3. Lexers

Lexers use specs to split a string into lexemes (of a given type, called token). In this lab, the specs will be DFAs.

A lexer runs DFAs on a string, searching for the longest prefix which is accepted by at least one of the DFAs.


3.1.1. Suppose $ A_1$ is a DFA and w=aabaaabb is a word. Find the longest prefix of w which is accepted by $ A_1$ .


When such a prefix is found, it is reported as a new lexeme. The DFAs are placed in their initial configurations and the search starts over.


3.1.2. Split the following word $ w$ =ababbaabbabaab using $ A_2$ as the unique token.

3.1.3. Given DFAs $ A_3$ , $ A_4$ and $ A_5$ , use them to split the word $ w$ =abaaabbabaaaab into lexemes.

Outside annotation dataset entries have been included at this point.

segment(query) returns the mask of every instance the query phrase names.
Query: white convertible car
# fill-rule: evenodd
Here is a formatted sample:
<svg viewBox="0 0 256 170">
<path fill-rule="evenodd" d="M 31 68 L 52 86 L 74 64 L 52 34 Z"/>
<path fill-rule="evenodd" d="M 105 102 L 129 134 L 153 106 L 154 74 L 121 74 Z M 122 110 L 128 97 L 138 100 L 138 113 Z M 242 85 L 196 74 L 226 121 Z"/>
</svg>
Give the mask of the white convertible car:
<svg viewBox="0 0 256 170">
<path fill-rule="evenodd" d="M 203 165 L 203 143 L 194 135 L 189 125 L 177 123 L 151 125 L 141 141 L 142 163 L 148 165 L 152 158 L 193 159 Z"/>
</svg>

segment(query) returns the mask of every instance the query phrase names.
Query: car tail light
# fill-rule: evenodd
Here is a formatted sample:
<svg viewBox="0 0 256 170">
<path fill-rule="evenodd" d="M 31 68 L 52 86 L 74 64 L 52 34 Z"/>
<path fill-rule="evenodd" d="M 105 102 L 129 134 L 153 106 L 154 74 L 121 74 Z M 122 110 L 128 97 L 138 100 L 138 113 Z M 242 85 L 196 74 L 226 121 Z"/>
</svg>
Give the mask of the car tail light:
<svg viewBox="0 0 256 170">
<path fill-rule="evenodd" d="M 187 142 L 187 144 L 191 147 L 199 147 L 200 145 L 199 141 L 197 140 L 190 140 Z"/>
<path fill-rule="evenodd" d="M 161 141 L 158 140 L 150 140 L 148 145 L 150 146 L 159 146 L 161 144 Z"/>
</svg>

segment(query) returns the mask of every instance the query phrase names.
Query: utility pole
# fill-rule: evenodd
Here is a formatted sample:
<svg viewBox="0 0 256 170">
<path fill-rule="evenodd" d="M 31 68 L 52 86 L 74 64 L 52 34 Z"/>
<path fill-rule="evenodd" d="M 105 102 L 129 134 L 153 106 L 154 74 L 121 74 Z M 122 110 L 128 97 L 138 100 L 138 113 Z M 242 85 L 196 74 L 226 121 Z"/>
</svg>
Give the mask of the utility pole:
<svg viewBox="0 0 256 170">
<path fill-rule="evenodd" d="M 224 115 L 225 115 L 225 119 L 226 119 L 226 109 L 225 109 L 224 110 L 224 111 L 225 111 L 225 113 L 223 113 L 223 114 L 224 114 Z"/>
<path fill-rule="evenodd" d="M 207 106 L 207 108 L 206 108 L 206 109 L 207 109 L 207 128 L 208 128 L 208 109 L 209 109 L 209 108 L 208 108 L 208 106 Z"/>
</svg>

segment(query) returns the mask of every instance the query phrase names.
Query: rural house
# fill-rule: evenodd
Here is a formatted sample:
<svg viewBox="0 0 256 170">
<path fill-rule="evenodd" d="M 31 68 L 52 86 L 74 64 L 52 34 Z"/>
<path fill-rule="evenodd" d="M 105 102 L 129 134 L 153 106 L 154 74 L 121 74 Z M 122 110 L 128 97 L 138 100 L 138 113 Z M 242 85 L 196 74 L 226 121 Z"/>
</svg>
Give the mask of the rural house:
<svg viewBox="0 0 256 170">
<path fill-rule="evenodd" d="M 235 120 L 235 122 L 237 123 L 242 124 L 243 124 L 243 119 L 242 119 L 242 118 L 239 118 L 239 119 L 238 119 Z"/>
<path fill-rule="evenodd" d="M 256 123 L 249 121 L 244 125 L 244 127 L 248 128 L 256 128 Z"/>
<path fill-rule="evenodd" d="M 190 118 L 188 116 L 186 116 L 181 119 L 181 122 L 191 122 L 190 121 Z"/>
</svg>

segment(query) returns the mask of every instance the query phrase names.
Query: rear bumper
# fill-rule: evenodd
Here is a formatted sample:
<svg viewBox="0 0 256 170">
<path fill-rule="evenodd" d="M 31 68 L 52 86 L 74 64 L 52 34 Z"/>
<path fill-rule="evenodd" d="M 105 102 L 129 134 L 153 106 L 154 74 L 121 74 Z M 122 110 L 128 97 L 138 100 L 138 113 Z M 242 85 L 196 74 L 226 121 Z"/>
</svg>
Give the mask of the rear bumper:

When two or more DFAs match the same (longest) prefix, the first one (in the order of their priority) is selected. An interesting question is whether maximal matching may be replaced by priorities. The following exercise illustrates why this is not the case.


3.2.1. Let us assume that a lexer splits lexemes by the first matched principle - we see if the first DFA from our list matches a prefix, then move on to the next DFA in our list, and so forth. If no DFA has matched a prefix p[1:n], we try prefix p[1:n+1].

Let:

  • $ A$ be a DFA which matches lowercase character sequences ([a-z]+), ending with a whitespace (e.g. aba )
  • while $ B$ matches “def ” (the four-letter sequence). Let $ w$ =“def deffunction ”.

Suppose:

  • $ A$ has higher priority than $ B$ . How will the string be split? (Which are the lexemes?)
  • $ B$ has higher priority than $ A$ . How will the splitting look like?
  • finally, let us return to the maximal match principle. How should the DFAs $ A$ an $ B$ be ordered (w.r.t. priority) so that our word is split in the correct way (assuming a Python syntax)?

3.3.1. Implement a three-DFA lexer with DFAs $ A_3$ , $ A_4$ and $ A_5$ . You can use the code from last lab to directly instantiate the three DFAs. The input should be a word, and the output should be a string of the form <token_1>:<lexeme_1> … <token_n>:<lexeme_n>, where <token_i> is the DFA's id (from 3 to 5) and <lexeme_i> is the matched lexeme.